A rede de supermercados St Marche entrou com um pedido de tutela judicial para renegociar dívidas de R$ 639 milhões, um processo que antecede o pedido de recuperação judicial. Segundo analistas, o problema não é exclusivo ao St Marche, mas parte de uma tendência que afeta o setor varejista e tem razões multifatoriais.
Empresas de varejo do segmento alimentar, como St Marche, Carrefour, Grupo Pão de Açúcar e Dia, tomaram crédito em 2020, quando a taxa Selic estava em 2% ao ano. Em muitos casos, têm juros do CDI somados a uma taxa adicional, totalizando, por exemplo, uma dívida com juro de 7% ao ano (2% dos juros e 5% de taxa adicional). Porém, o salto que levou a Selic de 2% em janeiro de 2021 para 13,75% em agosto de 2022 tornou as dívidas muito mais caras.
Com isso, somada à redução do poder de compra dos consumidores devido ao aumento da inflação, ao juro elevado que inibe o consumo e às margens historicamente baixas no setor varejistas, que ficam entre 2% e 6%, as dívidas estão se tornando impagáveis.
O sócio da consultoria RGF, Rodrigo Gallegos, afirma que o setor de varejo alimentar também vinha esperando resultados mais positivos, o que não se concretizou nos últimos anos. “Temos visto que o setor passa por uma redução do consumo por causa da inflação. Os clientes acabaram consumindo um pouco menos e as empresas estavam prevendo um consumo um pouco maior, o que acaba afetando o resultado direto esperado”, diz.
Além disso, o caso do rombo bilionário na Americanas, reportado no começo de 2023, tornou o crédito para esse setor mais conservador, dado o risco que os empréstimos a essas empresas podem representar aos bancos.

O cenário que afeta o St Marche é, portanto, similar ao que levou o Dia a entrar com pedido de recuperação judicial em março de 2024, com dívida de R$ 1 bilhão. Após isso, o grupo espanhol vendeu o seu capital no País à MAM Asset Management, gestora de ativos do Banco Master, e fechou suas lojas.

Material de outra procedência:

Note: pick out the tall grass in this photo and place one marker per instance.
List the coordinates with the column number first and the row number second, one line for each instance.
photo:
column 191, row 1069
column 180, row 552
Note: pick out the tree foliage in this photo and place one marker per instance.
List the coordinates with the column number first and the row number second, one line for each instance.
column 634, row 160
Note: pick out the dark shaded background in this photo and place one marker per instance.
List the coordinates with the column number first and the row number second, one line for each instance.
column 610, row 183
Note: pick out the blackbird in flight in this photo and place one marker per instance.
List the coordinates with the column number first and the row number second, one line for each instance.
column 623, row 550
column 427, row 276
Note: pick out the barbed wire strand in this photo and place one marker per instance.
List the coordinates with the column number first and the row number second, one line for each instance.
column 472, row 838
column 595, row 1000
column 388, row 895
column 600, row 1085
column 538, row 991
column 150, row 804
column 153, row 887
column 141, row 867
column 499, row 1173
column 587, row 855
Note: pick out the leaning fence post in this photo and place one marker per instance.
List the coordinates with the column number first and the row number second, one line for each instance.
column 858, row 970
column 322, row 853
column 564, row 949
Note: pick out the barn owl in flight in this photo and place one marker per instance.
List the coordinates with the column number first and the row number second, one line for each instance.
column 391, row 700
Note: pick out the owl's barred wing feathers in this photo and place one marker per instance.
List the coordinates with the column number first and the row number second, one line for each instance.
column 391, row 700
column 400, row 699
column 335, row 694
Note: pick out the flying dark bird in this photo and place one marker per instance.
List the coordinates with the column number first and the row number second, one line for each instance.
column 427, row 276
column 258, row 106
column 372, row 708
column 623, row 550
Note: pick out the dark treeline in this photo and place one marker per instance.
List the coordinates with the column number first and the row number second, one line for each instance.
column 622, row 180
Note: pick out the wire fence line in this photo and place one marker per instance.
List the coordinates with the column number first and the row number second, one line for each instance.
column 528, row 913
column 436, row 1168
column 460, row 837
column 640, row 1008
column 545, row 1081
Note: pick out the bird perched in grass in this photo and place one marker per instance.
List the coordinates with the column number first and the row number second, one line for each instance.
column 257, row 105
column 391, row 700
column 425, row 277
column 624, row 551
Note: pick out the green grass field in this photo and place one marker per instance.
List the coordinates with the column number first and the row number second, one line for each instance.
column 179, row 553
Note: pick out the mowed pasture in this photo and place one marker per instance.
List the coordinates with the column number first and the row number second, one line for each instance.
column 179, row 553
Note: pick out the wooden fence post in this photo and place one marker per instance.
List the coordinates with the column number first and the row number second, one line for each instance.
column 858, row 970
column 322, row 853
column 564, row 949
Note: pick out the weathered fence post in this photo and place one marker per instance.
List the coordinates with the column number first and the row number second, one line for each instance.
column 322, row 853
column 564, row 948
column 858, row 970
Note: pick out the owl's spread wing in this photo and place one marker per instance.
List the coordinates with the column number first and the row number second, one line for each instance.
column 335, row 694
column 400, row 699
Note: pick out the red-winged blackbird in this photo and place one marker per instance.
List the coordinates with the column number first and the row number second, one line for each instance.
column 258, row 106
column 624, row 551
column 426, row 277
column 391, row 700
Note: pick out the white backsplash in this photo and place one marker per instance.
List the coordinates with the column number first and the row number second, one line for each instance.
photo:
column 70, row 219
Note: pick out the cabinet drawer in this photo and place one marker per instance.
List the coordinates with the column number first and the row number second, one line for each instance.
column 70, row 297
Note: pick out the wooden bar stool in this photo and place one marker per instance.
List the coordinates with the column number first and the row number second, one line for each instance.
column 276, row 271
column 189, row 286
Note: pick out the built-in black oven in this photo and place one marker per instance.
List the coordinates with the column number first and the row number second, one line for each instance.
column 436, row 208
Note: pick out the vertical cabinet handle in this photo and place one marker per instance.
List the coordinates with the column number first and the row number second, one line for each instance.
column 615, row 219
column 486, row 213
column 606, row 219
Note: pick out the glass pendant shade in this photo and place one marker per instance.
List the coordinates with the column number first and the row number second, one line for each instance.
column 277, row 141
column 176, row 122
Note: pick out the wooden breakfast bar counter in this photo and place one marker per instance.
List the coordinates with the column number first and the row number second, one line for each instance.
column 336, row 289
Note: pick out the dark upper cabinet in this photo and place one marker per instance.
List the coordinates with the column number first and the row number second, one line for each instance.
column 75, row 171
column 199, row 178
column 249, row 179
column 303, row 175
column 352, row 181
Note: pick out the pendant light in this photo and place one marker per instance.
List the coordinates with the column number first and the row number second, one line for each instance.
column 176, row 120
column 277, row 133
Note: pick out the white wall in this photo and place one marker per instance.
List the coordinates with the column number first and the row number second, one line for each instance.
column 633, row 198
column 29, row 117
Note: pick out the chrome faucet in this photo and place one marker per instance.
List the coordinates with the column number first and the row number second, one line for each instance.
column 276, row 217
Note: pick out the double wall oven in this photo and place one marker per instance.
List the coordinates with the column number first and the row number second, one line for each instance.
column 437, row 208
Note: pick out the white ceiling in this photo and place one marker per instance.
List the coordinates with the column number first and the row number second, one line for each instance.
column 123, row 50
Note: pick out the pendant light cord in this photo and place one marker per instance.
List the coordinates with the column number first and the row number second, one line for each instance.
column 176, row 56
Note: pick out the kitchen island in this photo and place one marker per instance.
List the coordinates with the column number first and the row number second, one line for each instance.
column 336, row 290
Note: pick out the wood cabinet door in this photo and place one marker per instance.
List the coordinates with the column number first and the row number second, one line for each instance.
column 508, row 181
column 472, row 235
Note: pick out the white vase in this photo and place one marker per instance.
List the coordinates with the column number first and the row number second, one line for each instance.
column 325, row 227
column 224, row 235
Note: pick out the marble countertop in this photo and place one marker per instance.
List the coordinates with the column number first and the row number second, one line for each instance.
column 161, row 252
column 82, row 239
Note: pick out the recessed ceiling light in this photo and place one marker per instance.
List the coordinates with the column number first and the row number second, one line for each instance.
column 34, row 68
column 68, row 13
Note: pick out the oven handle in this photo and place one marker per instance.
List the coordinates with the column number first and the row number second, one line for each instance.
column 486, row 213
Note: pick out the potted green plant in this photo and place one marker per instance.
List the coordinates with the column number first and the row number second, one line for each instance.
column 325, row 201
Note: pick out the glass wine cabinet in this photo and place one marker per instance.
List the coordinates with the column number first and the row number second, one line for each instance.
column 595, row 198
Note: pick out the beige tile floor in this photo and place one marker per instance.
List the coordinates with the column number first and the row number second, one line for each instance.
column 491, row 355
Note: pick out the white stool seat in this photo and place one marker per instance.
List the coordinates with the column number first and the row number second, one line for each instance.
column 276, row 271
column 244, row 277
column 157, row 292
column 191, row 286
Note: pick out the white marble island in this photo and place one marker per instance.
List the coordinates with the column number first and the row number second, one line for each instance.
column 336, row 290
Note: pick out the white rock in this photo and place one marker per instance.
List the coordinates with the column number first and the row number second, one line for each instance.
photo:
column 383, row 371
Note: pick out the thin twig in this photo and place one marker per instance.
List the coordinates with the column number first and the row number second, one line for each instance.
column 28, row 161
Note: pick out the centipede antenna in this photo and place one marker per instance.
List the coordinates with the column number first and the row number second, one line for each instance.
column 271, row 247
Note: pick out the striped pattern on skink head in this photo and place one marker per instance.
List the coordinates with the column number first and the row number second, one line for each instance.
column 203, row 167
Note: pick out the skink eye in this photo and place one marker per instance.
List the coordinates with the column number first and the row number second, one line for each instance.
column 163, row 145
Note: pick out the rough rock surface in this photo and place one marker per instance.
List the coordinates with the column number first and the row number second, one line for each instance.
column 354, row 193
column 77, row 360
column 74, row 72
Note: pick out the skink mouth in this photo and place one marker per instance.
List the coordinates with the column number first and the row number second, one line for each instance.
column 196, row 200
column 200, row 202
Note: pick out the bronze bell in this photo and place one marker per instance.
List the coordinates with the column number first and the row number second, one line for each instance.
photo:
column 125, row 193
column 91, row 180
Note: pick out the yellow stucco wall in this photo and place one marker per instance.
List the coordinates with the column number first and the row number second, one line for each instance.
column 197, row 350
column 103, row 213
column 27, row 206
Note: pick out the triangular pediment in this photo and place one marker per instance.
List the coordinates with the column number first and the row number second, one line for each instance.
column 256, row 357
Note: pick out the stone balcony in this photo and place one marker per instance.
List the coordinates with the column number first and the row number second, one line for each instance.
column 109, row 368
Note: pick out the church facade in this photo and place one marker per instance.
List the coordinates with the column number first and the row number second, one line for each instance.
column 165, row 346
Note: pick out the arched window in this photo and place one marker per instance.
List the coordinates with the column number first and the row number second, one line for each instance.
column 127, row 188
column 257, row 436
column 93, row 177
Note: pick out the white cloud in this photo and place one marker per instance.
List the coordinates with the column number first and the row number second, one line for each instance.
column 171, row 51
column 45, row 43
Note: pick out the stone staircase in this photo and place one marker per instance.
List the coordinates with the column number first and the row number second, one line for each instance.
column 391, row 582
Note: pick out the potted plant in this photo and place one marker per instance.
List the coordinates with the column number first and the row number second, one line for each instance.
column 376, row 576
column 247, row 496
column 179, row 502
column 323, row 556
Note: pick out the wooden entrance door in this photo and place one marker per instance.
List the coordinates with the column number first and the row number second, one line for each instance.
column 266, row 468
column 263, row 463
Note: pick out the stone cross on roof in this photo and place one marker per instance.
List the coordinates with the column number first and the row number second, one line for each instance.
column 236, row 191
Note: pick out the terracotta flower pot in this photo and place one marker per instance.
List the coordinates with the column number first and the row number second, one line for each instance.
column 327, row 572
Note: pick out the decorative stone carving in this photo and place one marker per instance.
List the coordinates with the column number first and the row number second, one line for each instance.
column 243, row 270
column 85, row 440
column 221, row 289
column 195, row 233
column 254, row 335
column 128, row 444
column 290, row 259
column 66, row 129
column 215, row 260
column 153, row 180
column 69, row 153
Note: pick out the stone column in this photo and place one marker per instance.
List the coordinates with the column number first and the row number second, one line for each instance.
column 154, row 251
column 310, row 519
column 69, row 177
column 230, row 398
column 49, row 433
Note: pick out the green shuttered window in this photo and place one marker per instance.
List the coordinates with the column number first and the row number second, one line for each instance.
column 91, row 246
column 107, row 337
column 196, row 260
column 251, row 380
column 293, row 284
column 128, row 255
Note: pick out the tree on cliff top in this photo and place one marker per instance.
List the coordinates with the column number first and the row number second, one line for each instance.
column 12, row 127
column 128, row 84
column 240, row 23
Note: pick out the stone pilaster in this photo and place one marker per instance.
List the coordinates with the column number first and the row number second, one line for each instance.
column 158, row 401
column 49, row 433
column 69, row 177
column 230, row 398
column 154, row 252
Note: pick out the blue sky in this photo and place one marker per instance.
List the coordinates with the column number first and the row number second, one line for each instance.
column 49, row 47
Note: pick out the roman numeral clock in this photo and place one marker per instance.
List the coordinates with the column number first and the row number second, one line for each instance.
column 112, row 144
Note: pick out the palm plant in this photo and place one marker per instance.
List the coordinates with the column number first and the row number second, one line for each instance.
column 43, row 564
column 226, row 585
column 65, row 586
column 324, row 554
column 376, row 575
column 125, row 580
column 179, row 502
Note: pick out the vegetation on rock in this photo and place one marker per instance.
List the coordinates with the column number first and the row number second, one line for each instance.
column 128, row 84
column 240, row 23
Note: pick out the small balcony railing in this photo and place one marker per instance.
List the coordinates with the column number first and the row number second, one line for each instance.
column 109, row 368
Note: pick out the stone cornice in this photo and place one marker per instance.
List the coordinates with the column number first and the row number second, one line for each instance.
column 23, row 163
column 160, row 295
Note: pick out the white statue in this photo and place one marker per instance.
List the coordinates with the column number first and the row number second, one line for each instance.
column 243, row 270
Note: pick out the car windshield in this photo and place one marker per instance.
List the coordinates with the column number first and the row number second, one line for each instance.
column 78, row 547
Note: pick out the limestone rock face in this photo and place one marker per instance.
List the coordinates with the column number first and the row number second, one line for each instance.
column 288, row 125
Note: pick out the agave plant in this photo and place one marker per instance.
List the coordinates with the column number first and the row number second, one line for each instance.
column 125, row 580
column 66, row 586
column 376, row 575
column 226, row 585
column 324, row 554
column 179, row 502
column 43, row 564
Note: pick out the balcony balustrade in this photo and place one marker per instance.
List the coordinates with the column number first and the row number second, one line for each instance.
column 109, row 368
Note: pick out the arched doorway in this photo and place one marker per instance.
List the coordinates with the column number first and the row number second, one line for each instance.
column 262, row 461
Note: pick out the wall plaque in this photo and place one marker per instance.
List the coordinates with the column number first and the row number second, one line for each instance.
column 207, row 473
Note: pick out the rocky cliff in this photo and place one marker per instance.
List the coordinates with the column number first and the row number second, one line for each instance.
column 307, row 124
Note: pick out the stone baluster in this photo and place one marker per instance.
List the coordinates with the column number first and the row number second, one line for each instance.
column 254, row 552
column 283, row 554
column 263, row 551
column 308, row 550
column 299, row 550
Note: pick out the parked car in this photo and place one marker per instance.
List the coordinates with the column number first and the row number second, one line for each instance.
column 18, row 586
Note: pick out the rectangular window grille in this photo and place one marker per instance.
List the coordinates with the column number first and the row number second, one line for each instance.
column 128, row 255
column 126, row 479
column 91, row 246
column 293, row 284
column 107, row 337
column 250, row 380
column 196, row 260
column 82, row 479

O sócio-fundador da Arm Gestão, Amin Murad, afirma que as empresas do setor de supermercados devem ter dívidas que sejam, no máximo, três vezes a margem EBITDA (lucro antes de juros, impostos, depreciação e amortização), mas não é isso que tem acontecido com algumas empresas, como a St Marche.
“Há um problema grave no varejo, porque a margem dos supermercados é muito baixa. As empresas menos eficientes têm margens de 2% e as mais eficientes têm 6%. Essa margem ela não tolera muito endividamento, porque o comprometimento é imediato”, afirma.
Murad diz ainda que algumas empresas chegam a lucrar de outra forma, dependendo menos das oscilações do consumo. “Supermercado é um negócio muito apertado. Normalmente, existe um negócio de real estate (imobiliário) por trás. Os mesmos acionistas são donos de alguns ativos e alugam para esse negócio. Então, eles têm a missão de manter o negócio bem vivo, mesmo com margem pequena e com uma boa remuneração dos ativos imobiliários”, afirma.
Em levantamento feito pela RGF para o Estadão, dados do Monitor RGF da recuperação judicial, que consideram os pedidos aceitos pela Justiça, mostram que houve aumento no número de casos relacionados ao setor de supermercados e hipermercados a partir do segundo trimestre de 2024. Nesse período, o número era de 49 e subiu para 65 no quarto trimestre do ano passado.
O diretor de operações da Gouvêa Ecosystem, Eduardo Yamashita, afirma que o varejo alimentar passa globalmente por uma fase de transformação, enfrentando o problema da inflação de preços e buscando maximizar a eficiência operacional. No País, o especialista cita que o consumo tem mudado, com mais famílias indo a atacarejos à procura de preços mais baixos e com o aumento das lojas de proximidade, como a Oxxo, que também competem com os supermercados.
Yamashita afirma ainda que, diferentemente do que ocorre com outros segmentos do varejo, como o de eletrônicos, o impacto negativo do avanço das vendas via internet por empresas como Mercado Livre e Amazon ainda representa um porcentual muito pequeno para o varejo alimentar.
“Essa pressão que a gente tem visto no mercado de varejo alimentar, ela deriva muito mais dessa pressão no orçamento familiar, da diversidade de formatos, uma mudança do hábito do consumidor e das famílias, do que o próprio crescimento do digital”, diz.